Это был героический поступок, говорили все в деревне, и небольшая заметка по этому поводу появилась даже в газете «Давар»[104], под заголовком «Пионер из Второй алии спас внука». Когда я чуть подрос и научился читать, я часто копался в дедушкином сундуке и перечитывал эту вырезку, пока не заучил ее на память.
«Яков Миркин, ветеран Второй алии, один из пионеров-поселенцев Изреельской долины, спас своего внука Баруха Шенгара от нападения гиены, проникшей на их участок. Миркин работал в коровнике, когда заметил опасного хищника, в прошлом уже нападавшего на нескольких жителей Долины, который приближался к его внуку, игравшему во дворе. Не колеблясь ни секунды, он с редкой смелостью бросился на гиену и задушил ее голыми руками. Миркин был укушен и доставлен в амбулаторию Больничной кассы Объединения профсоюзов трудящихся Страны Израиля, где получил серию уколов против бешенства. Ребенок, Барух Шенгар, трех лет, — сын наших трудовых товарищей Эстер и Биньямина Шенгаров, которые были убиты год назад арабскими погромщиками, бросившими гранату в их дом».
23
«Но ты же в это время писал», — сказал я дедушке через несколько лет, когда подрос, изучил и знал всю эту историю в мельчайших деталях.
Мы гуляли в саду, и дедушка учил меня, как надсекать ветки неправильно росшей айвы, которая выпустила чересчур длинные, лишенные сучьев, отростки.

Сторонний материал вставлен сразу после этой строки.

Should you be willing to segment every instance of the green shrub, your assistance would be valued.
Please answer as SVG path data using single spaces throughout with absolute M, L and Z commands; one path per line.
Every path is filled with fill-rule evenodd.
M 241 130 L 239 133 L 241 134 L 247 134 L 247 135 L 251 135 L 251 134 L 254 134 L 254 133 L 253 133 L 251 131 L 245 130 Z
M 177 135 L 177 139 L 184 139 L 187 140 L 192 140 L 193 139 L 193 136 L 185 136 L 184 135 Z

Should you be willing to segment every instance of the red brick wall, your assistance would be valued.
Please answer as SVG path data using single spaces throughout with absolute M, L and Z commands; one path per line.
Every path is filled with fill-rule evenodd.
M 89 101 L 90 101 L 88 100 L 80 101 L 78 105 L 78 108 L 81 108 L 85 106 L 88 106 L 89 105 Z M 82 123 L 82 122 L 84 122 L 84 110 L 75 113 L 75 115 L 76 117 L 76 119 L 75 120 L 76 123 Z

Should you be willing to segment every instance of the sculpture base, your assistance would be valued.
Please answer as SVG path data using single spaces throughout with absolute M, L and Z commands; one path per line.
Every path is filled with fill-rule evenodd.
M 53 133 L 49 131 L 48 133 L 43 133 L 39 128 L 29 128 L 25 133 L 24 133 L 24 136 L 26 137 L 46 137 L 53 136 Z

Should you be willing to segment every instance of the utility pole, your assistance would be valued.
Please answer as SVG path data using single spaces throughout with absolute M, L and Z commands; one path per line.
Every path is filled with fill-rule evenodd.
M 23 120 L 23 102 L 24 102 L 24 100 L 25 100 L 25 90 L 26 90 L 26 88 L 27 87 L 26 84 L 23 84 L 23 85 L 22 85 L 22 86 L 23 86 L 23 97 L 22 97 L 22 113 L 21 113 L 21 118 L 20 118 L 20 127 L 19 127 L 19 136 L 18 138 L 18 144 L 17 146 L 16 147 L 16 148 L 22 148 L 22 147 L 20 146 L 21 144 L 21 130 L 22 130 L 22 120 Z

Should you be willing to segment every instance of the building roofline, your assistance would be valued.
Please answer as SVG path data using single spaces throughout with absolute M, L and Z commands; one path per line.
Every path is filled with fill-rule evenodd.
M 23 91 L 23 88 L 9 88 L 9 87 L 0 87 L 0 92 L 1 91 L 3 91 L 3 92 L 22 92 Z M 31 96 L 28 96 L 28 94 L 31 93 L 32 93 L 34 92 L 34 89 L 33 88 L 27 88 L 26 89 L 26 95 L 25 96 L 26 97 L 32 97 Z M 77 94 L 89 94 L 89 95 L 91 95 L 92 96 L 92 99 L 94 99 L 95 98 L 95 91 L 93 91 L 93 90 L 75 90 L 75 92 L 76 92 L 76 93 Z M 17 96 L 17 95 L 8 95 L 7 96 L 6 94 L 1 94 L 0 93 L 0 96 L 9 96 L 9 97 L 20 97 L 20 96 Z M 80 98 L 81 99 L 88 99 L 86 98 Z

«Теперь скажи, Малыш, в каком месте ты хочешь вырастить ветку?»
Я опять посмотрел на него недоверчиво. Я еще не знал тогда, что насечка ветвей — самое обычное дело в садоводстве. Дедушка смерил взглядом голую ветку, выбрал набухшую почку на ее коре и сделал над ней лунообразную насечку. Когда дерево расцветет снова, каждая такая почка выпустит боковой отросток, и тогда дедушка подрежет дереву крону.
Уже в доме престарелых, после того, как он овдовел, и ослеп, и не видел ничего, кроме тени своей любви к Фане, Элиезер Либерзон рассказывал мне, как началась слава дедушки как садовода.
«Я так и вижу перед глазами его самого и этот его дикий апельсин, — мечтательно вздохнул он. — Это произвело огромное впечатление. Не так уж часто бывает, что маленький сионист-социалист из России учит уму-разуму богатых хозяев апельсиновых плантаций».
Я знал, что дедушка поссорился с владельцами апельсиновых рощ, потому что обнаружил, что некоторые из них продают свои ростки «безответственно» и сорт Шамути из-за этого уже потерял свое былое качество.
«И тут случилась эпидемия гуммоза и разом истребила целые плантации, — продолжал рассказывать Либерзон. — Стволы сгнили, листья пожелтели, деревья умерли, и никакие мази, никакие дезинфекции, медные окислы, известь — ничего не помогало. Они даже начали дезинфицировать свои мотыги, словно инструменты в больнице, — и тоже без толку».
Дедушка потребовал выделить ему больной участок для проб, и отчаявшиеся хозяева, которые, как правило, боялись иметь дело с молодыми поселенцами, на сей раз сдались и согласились. Они предоставили в его распоряжение пораженную плантацию, деньги и рабочих. Дедушка взял стойкие ростки дикого апельсина, которые никогда не поддавались гуммозу, и высадил рядом с каждым больным деревом. Когда эти саженцы пошли в рост, он снял ножом полоску коры с каждого стволика и такую же полоску гнилой коры, только поглубже, с больного дерева напротив. Потом прижал эти деревья друг к другу попарно, каждый больной ствол к дикому, связал так, чтобы голые участки соприкасались, и закутал эти места мешками, чтобы их защитить.